Don Elio Monari
Nato a Spilamberto (Modena) il 25 ottobre 1913, trucidato a Firenze nel luglio del 1944, sacerdote, Medaglia d'Oro al Valor Militare alla memoria.
Di famiglia contadina, don Elio Monari era stato ordinato sacerdote nel 1936 ed aveva cominciato ad insegnare Lettere all'Istituto San Carlo di Modena. Dopo l'armistizio, don Elio fu tra i primi a Modena ad impegnarsi nella Resistenza, nel ruolo che meglio gli si confaceva: prestare aiuto ai militari italiani sbandati, agli ex prigionieri alleati, agli ebrei e ai patrioti che stavano per essere deportati in Germania. Ben presto il sacerdote si trovò a capo di un'organizzazione clandestina, ramificata dalla Svizzera a Roma, che riuscì a portare in salvo decine e decine di persone. Don Elio riuscì ad operare, senza destar sospetti, sino al febbraio del 1944, quando, con l'aiuto di medici ed infermieri, riuscì a far evadere dall'Ospedale civile di Modena un partigiano ferito che vi era ricoverato: il maestro Alfeo Martini, con un abito talare portato dal sacerdote, riuscì ad eclissarsi, ma l'attenzione della polizia fascista finì su don Elio, che qualche mese dopo dovette lasciare Modena e rifugiarsi in montagna. Qui don Monari divenne cappellano partigiano della Brigata "Italia", anche se non disdegnava di prestare il suo sacerdozio presso tutte le formazioni partigiane con le quali veniva in contatto. Fu proprio questa sua pietas a perderlo. Il 5 luglio del 1944, durante un rastrellamento e negli scontri che ne seguirono, un ufficiale tedesco era caduto, gravemente ferito, a poca distanza da una postazione partigiana, Don Elio uscì allo scoperto e raggiunse il soldato nemico morente per amministrargli i sacramenti. Il prete stava ancora confortando il moribondo quando i nazifascisti lo catturarono. Tradotto da Pievelago a Firenze nella famigerata "Villa Triste", don Monari vi fu torturato per dieci giorni. Poi viene eliminato con altri partigiani, dei cui corpi non è stata trovata traccia per molto tempo.
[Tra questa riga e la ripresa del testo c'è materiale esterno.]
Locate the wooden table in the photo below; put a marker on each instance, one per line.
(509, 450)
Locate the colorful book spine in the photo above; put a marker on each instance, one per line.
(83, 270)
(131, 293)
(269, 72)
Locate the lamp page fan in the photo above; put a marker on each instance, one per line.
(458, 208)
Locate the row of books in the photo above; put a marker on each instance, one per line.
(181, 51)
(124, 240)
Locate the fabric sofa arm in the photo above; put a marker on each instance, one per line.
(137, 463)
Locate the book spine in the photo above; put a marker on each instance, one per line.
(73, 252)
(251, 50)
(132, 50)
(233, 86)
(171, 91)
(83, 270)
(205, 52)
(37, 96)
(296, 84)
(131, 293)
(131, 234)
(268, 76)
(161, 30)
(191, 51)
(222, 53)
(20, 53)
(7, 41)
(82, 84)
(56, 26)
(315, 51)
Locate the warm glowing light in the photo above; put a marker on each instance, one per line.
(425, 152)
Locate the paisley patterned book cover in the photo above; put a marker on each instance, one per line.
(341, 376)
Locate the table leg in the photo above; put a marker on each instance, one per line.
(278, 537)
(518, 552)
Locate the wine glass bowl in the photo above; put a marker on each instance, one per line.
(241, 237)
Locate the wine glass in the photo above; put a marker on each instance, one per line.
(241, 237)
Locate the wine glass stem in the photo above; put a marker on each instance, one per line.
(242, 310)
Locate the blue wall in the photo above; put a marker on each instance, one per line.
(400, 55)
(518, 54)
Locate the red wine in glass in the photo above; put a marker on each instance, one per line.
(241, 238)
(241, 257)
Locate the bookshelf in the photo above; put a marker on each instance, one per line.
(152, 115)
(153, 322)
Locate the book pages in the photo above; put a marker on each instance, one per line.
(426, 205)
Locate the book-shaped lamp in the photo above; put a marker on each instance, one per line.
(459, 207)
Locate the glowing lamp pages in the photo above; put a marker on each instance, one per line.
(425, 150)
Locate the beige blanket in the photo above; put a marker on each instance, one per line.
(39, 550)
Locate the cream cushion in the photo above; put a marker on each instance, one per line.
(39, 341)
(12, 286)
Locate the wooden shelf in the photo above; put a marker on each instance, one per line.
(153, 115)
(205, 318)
L'ultimo indizio su don Elio: una tonaca, notata da una donna che il 16 luglio era andata in via Bolognese, dove stanziavano i fascisti della Banda Carità; l'abito talare era stato gettato tra le immondizie. Il corpo di don Elio e degli altri con cui aveva condiviso la sorte viene ritrovato 12 anni dopo nel parco delle Cascine.